Link to latest Karma model: data_from_james_query_whole_db_invivoassay.csv-model_19.ttl.txt
SubmitPythonTransformationCommand for a new data_item column with URI:
{
\"commandName\": \"SubmitPythonTransformationCommand\",
\"model\": \"new\",
\"inputParameters\": [
{
\"name\": \"hNodeId\",
\"type\": \"hNodeId\",
\"value\": [{\"columnName\": \"<INPUT_COLUMN_NAME>\"}]
},
{
\"name\": \"worksheetId\",
\"type\": \"worksheetId\",
\"value\": \"W\"
},
{
\"name\": \"selectionName\",
\"type\": \"other\",
\"value\": \"DEFAULT_TEST\"
},
{
\"name\": \"newColumnName\",
\"type\": \"other\",
\"value\": \"<NEW_NAME_FOR_COLUMN>\"
},
{
\"name\": \"transformationCode\",
\"type\": \"other\",
\"value\": \"return 'http://www.iedb.org/lod/data_item/<VARIABLE_NAME>/' + getValue(\\\"bcell_id\\\")\"
},
{
\"name\": \"errorDefaultValue\",
\"type\": \"other\",
\"value\": \"\"
},
{
\"name\": \"isJSONOutput\",
\"type\": \"other\",
\"value\": \"false\"
},
{
\"name\": \"inputColumns\",
\"type\": \"hNodeIdList\",
\"value\": \"[{\\\"value\\\":[{\\\"columnName\\\":\\\"bcell_id\\\"}]}]\"
},
{
\"name\": \"outputColumns\",
\"type\": \"hNodeIdList\",
\"value\": \"[{\\\"value\\\":[{\\\"columnName\\\":\\\"<NEW_NAME_FOR_COLUMN>\\\"}]}]\"
}
],
\"tags\": [\"Transformation\"]
},
SubmitPythonTransformationCommand for a new value_specification column with data_value (note the use of hashing to encode string value as a URI):
{
\"commandName\": \"SubmitPythonTransformationCommand\",
\"model\": \"new\",
\"inputParameters\": [
{
\"name\": \"hNodeId\",
\"type\": \"hNodeId\",
\"value\": [{\"columnName\": \"<INPUT_COLUMN_NAME>\"}]
},
{
\"name\": \"worksheetId\",
\"type\": \"worksheetId\",
\"value\": \"W\"
},
{
\"name\": \"selectionName\",
\"type\": \"other\",
\"value\": \"DEFAULT_TEST\"
},
{
\"name\": \"newColumnName\",
\"type\": \"other\",
\"value\": \"<NEW_NAME_FOR_COLUMN>\"
},
{
\"name\": \"transformationCode\",
\"type\": \"other\",
\"value\": \"import hashlib\\nv = getValue(\\\"Values\\\")\\nif v == 'NULL':\\n return v\\nstem = 'http://www.iedb.org/value_specification/<VARIABLE_NAME>/'\\nhash_object = hashlib.md5(v.encode())\\nreturn stem + hash_object.hexdigest()\"
},
{
\"name\": \"errorDefaultValue\",
\"type\": \"other\",
\"value\": \"\"
},
{
\"name\": \"isJSONOutput\",
\"type\": \"other\",
\"value\": \"false\"
},
{
\"name\": \"inputColumns\",
\"type\": \"hNodeIdList\",
\"value\": \"[{\\\"value\\\":[{\\\"columnName\\\":\\\"bcell_id\\\"}]}]\"
},
{
\"name\": \"outputColumns\",
\"type\": \"hNodeIdList\",
\"value\": \"[{\\\"value\\\":[{\\\"columnName\\\":\\\"<NEW_NAME_FOR_COLUMN>\\\"}]}]\"
}
],
\"tags\": [\"Transformation\"]
},
It would be a significant amount of work to write scripts to edit the model files directly. Perhaps this is infrastructure that we could invest in at some point, but not now.

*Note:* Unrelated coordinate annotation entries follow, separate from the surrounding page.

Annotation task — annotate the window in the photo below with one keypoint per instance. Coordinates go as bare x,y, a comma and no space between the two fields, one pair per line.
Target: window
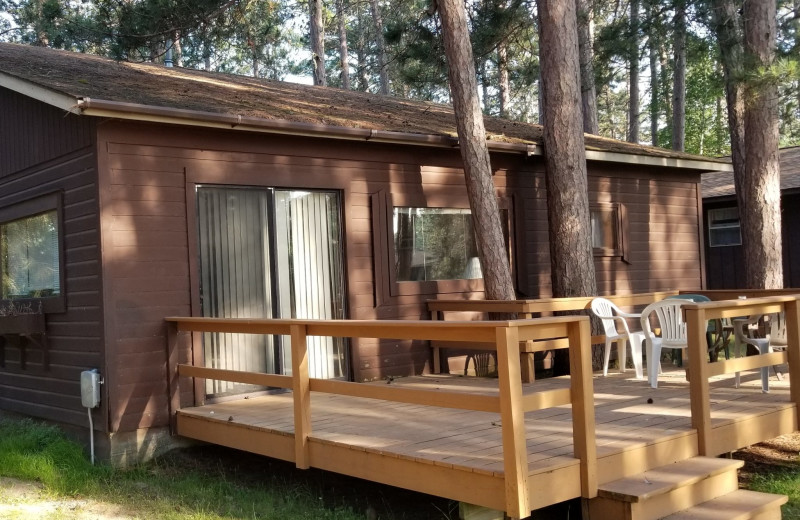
723,227
436,244
606,239
30,253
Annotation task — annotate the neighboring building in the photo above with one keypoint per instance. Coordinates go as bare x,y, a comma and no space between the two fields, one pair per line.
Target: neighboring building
132,192
723,250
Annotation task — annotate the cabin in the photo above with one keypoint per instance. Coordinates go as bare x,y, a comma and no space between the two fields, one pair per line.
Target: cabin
723,250
132,192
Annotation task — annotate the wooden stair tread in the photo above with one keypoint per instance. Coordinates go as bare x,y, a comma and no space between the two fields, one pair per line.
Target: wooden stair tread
665,479
738,505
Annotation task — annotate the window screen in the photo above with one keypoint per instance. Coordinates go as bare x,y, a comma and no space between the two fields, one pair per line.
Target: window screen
723,227
29,257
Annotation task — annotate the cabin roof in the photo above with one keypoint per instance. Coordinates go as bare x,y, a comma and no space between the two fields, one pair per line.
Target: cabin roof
720,184
93,85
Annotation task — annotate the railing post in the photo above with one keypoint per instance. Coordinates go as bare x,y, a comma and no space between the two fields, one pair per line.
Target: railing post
579,334
437,359
173,389
792,312
301,390
512,419
698,380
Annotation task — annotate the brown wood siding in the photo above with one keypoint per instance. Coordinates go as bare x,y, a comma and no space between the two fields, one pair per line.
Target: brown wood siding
27,141
43,151
149,248
725,265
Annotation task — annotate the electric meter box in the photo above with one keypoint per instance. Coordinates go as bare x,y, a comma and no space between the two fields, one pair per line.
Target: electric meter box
90,388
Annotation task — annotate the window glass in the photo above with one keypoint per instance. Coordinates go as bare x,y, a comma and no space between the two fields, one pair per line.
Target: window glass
435,244
723,227
29,257
604,228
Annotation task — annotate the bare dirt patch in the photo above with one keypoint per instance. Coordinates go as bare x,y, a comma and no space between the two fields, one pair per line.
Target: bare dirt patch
779,453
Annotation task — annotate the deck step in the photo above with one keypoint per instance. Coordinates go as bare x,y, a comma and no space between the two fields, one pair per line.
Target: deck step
738,505
662,491
666,479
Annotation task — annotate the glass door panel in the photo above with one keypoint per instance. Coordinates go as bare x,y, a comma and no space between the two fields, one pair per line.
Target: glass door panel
270,253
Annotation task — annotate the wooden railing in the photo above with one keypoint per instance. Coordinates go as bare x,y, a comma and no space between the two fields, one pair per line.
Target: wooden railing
697,316
502,336
526,309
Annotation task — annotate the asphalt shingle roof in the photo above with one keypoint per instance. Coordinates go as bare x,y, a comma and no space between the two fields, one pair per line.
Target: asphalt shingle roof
89,76
720,184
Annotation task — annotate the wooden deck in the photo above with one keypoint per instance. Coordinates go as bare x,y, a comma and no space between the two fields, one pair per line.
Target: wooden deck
498,443
458,453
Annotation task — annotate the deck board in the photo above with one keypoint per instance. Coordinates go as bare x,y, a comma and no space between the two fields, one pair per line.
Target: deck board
630,431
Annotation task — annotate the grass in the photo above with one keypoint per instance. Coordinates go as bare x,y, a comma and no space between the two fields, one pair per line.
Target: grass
781,482
199,484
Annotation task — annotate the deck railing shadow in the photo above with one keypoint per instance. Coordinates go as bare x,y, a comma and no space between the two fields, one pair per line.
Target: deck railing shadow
504,337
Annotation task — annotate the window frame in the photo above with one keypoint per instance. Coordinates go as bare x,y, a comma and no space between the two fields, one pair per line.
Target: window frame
430,287
31,208
620,219
712,227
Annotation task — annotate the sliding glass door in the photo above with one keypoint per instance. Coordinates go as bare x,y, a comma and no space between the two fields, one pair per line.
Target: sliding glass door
269,253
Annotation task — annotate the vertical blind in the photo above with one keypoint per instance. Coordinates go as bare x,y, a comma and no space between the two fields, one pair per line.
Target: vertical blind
234,250
240,273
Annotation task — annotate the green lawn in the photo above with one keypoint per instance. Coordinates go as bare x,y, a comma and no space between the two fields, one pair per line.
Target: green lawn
203,483
781,482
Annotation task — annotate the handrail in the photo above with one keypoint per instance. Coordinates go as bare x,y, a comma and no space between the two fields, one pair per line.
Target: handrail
530,306
502,336
697,316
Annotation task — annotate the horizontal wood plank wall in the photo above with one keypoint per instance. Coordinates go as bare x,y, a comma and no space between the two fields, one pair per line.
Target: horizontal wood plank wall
149,198
43,151
661,230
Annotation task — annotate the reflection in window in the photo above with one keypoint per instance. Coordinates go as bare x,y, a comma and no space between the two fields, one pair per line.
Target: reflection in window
605,226
29,258
435,244
723,227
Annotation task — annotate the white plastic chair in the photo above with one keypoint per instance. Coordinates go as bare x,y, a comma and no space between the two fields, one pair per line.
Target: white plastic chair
775,338
610,315
673,333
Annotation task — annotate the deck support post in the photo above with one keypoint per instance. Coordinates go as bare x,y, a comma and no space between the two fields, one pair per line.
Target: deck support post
792,312
473,512
437,359
301,389
698,382
512,418
173,390
579,334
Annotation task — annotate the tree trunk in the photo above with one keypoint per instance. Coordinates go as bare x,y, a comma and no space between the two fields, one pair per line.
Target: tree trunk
178,50
759,209
679,86
344,60
588,91
503,83
380,43
654,97
727,25
568,216
361,52
655,86
498,284
633,75
317,37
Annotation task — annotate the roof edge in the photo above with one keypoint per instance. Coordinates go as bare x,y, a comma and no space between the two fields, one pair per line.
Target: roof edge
39,93
133,111
154,114
649,160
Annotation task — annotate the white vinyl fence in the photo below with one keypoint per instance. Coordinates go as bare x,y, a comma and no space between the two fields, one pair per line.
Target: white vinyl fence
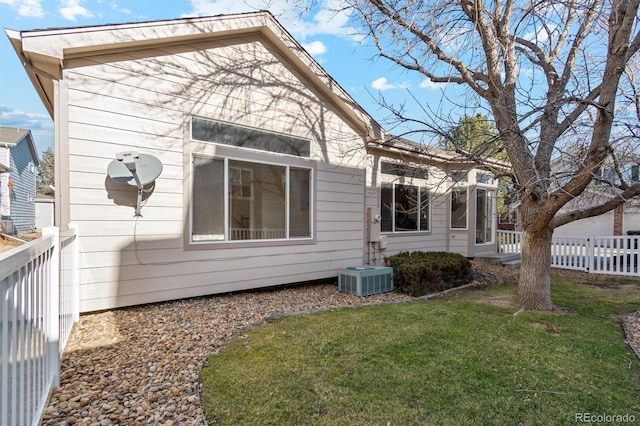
39,285
616,255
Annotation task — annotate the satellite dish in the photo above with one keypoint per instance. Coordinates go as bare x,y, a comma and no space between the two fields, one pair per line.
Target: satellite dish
134,169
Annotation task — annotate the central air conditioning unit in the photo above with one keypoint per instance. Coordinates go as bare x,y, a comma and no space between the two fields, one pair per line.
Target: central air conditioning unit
366,280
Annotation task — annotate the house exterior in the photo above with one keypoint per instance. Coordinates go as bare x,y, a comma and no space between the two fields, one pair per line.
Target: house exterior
271,172
18,170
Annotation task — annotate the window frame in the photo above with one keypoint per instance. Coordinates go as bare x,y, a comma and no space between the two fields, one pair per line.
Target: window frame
454,189
419,190
248,129
491,197
229,153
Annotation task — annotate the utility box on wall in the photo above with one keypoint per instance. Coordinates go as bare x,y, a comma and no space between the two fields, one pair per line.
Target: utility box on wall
366,280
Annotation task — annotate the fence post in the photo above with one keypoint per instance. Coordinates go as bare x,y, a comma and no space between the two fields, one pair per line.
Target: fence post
75,255
53,320
590,255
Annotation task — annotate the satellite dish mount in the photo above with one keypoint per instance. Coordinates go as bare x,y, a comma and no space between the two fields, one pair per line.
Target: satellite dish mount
134,169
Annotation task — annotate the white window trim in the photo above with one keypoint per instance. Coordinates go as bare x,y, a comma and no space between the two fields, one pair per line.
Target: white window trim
393,216
466,217
212,243
494,215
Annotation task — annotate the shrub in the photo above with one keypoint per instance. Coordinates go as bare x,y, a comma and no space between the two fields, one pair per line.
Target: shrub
419,273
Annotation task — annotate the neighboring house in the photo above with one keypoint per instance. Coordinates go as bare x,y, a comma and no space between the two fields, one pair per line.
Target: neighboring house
18,170
45,215
623,220
272,173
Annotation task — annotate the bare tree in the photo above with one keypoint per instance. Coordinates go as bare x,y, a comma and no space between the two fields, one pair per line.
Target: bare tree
555,75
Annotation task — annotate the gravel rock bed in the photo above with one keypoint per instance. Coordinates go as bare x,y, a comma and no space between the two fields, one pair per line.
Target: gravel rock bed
141,365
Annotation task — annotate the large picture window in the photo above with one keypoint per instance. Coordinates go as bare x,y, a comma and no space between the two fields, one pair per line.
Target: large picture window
244,137
236,200
404,208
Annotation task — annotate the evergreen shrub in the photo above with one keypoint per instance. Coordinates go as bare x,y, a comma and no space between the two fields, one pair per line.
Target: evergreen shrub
418,273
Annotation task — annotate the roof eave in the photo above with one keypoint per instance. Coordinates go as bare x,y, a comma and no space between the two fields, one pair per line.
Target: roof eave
134,36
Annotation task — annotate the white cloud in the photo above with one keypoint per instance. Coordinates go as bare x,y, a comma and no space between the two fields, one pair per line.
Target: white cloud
428,84
25,120
119,9
29,8
382,84
315,48
72,9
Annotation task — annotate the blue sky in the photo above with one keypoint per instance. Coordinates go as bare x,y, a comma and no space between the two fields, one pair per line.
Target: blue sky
326,36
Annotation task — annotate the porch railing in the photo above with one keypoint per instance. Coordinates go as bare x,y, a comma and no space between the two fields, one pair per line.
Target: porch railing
615,255
39,288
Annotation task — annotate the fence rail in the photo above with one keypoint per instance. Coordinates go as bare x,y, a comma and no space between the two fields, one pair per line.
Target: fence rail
615,255
39,288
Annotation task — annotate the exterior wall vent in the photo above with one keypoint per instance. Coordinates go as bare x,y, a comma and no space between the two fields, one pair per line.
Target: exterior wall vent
366,280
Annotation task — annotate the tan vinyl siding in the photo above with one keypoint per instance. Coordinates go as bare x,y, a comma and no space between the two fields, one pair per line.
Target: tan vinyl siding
141,101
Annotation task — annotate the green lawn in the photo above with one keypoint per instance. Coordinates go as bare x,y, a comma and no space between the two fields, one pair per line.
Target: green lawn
453,361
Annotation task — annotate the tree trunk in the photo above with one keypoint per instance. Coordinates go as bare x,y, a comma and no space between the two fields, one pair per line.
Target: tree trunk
534,285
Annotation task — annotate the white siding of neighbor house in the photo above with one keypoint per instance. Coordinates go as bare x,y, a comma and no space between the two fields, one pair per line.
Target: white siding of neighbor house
143,101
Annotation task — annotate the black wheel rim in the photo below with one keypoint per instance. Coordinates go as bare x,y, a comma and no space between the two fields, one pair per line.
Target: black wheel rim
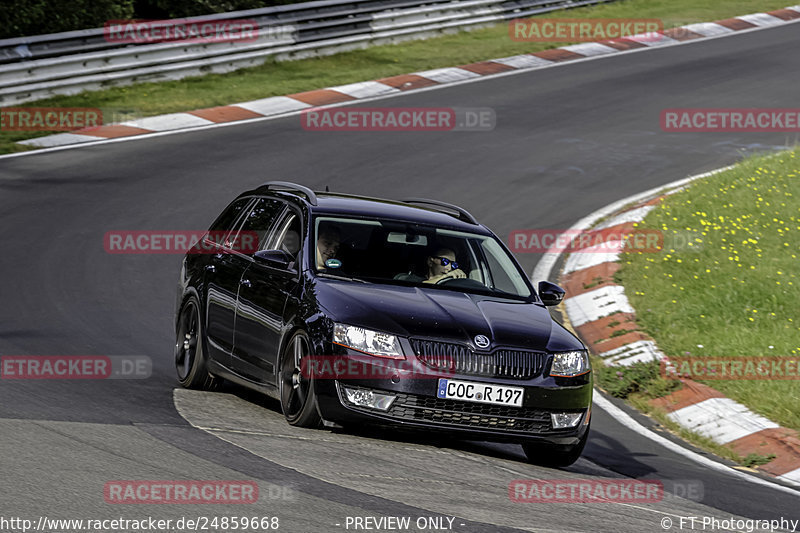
186,341
294,386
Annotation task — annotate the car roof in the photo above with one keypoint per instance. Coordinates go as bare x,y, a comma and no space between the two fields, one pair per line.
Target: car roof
340,204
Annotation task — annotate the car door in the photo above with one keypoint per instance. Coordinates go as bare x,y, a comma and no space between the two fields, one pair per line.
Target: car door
263,294
223,270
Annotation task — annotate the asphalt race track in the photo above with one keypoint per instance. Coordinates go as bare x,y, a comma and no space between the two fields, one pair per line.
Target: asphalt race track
568,141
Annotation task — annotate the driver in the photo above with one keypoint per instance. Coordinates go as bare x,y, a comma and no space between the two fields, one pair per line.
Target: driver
327,244
442,265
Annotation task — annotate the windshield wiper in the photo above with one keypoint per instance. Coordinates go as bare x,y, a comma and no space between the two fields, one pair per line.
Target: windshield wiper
342,278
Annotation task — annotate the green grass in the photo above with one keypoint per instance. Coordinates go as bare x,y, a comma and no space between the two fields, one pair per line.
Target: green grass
279,78
641,382
733,289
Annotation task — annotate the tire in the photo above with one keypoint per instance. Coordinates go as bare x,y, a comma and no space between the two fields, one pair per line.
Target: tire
190,356
298,399
555,456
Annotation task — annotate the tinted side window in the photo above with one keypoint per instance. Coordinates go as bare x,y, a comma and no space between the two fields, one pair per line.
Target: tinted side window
257,224
227,220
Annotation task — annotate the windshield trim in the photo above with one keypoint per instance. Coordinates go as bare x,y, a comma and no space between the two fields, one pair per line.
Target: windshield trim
460,233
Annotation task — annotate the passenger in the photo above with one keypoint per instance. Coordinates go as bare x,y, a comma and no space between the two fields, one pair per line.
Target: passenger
328,240
443,265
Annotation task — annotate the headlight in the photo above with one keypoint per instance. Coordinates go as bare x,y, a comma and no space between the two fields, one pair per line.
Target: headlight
367,341
570,364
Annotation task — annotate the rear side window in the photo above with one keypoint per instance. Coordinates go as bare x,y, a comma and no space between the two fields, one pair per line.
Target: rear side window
227,220
256,225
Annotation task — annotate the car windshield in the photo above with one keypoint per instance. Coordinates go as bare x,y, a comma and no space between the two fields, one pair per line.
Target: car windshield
402,253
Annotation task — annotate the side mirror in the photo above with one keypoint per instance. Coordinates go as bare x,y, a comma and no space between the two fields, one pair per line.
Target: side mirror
550,293
274,258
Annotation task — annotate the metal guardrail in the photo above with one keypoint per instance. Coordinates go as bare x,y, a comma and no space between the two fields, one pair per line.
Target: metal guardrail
37,67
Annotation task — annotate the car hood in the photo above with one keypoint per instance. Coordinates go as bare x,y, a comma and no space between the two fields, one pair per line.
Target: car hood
444,314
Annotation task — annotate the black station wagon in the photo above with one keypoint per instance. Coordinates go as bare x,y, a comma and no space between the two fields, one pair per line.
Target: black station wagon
353,310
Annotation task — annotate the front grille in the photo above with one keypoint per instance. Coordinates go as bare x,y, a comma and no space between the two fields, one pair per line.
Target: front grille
465,414
459,359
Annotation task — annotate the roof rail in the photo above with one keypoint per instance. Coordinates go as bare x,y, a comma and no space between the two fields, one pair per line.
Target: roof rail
462,214
289,186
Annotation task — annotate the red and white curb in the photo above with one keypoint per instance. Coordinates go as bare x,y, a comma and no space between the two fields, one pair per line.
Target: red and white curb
280,105
605,320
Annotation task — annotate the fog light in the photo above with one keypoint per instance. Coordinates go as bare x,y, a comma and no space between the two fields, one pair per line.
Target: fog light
565,420
368,398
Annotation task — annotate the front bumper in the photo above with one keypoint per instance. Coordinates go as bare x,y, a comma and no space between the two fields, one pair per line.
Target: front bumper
417,406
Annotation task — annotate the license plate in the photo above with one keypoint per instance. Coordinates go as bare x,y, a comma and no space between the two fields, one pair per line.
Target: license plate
470,391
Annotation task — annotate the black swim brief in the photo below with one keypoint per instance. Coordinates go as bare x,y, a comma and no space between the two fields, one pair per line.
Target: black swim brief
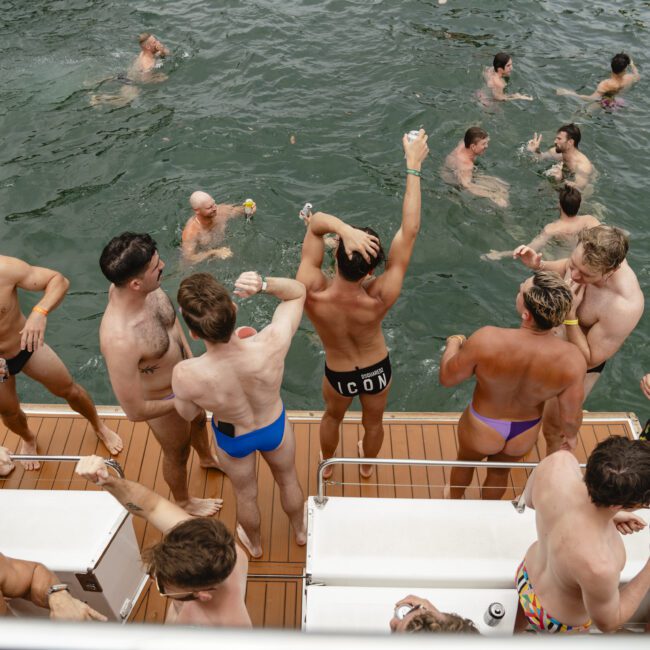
599,368
370,380
16,364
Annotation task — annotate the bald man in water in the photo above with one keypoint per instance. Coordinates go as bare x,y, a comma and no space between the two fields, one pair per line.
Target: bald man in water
206,228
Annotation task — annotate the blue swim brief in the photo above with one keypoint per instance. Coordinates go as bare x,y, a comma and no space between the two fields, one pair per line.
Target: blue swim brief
267,438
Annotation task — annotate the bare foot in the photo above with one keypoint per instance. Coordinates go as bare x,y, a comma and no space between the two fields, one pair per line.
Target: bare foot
201,507
6,469
210,462
364,470
111,440
329,470
255,551
29,449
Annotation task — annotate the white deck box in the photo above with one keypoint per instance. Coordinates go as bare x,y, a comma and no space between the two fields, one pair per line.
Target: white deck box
85,537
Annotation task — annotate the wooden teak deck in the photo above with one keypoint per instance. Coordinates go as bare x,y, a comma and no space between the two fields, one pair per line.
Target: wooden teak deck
274,597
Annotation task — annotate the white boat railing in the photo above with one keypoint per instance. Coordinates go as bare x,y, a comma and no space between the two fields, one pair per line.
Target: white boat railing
320,498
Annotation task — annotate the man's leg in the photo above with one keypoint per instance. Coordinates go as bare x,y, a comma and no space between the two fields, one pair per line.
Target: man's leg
551,422
200,441
282,462
335,407
47,368
241,472
15,419
496,481
372,418
173,434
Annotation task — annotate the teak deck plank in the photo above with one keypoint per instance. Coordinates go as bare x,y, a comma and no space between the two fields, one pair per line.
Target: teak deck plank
276,602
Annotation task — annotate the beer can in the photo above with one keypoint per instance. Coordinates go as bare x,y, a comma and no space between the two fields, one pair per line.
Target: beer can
494,613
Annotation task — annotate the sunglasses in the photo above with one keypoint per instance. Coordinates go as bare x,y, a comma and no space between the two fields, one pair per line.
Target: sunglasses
182,596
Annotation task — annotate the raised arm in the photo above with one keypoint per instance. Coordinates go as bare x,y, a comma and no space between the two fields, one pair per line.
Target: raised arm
136,498
32,580
288,314
458,360
389,285
122,365
533,260
35,278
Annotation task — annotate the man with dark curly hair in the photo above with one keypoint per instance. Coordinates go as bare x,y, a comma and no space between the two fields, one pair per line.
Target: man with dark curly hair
197,565
570,576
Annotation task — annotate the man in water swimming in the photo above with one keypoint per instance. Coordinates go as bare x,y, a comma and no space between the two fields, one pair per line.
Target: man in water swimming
569,578
566,228
618,81
495,78
347,310
239,381
425,617
141,71
23,348
607,305
565,150
459,168
35,582
142,340
207,226
197,564
516,372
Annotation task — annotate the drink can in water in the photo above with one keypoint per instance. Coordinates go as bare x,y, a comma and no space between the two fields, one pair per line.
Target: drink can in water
494,613
249,205
305,213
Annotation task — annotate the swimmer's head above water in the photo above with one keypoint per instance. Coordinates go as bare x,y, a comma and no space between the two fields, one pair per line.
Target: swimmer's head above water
502,64
355,268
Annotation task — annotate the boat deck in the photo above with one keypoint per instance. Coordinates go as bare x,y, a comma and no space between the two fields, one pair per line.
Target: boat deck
274,596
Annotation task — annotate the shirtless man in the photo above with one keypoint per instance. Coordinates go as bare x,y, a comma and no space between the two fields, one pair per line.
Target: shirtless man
618,81
459,168
141,71
206,227
516,373
425,617
607,305
495,78
36,583
197,565
23,348
571,574
566,228
348,309
142,340
239,380
565,150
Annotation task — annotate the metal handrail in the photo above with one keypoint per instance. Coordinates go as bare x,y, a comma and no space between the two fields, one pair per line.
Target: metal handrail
109,462
320,496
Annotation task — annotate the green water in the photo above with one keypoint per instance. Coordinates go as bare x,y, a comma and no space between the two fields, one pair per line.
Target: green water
347,79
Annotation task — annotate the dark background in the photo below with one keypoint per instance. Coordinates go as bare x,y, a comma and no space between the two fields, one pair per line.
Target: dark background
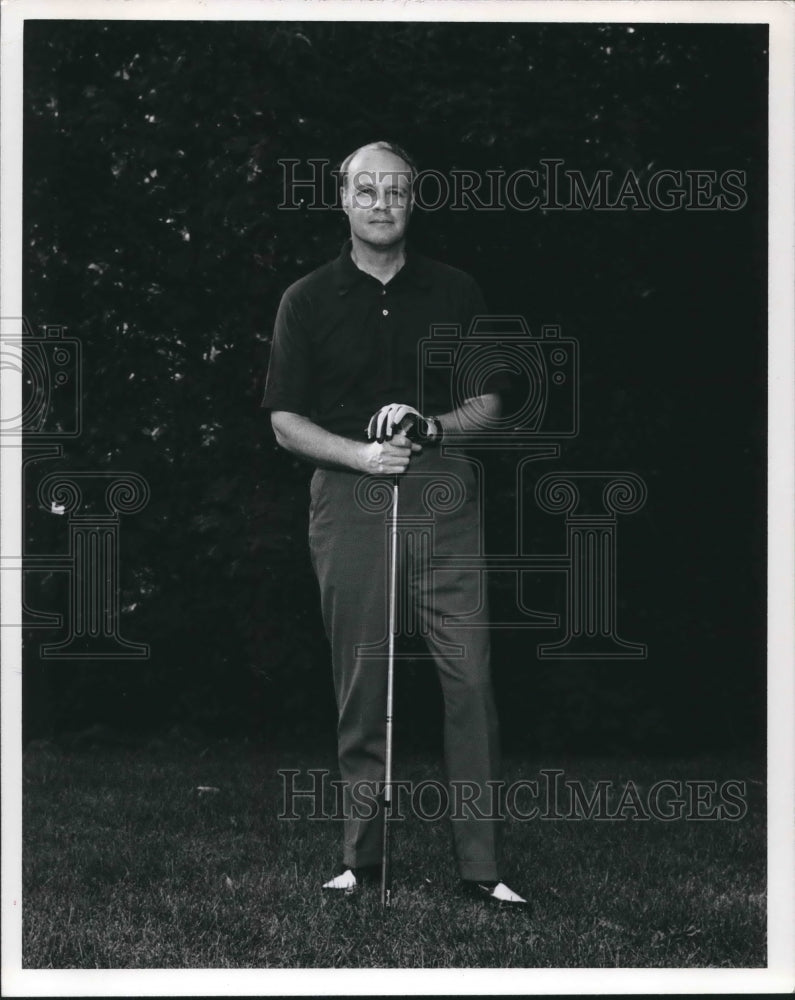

At present our latest Karma model is for four independent variables plus simple measurement of the presence or absence of an effect
Variables are encoded as data item
and value specification
entities, linked to experiment
and provenance_context
instances to form a data table for that particular experiment. This could be thought of as a mapping from a database table (or view / query) to a generated graph model.
This is the core of the initial challenge with IEDB.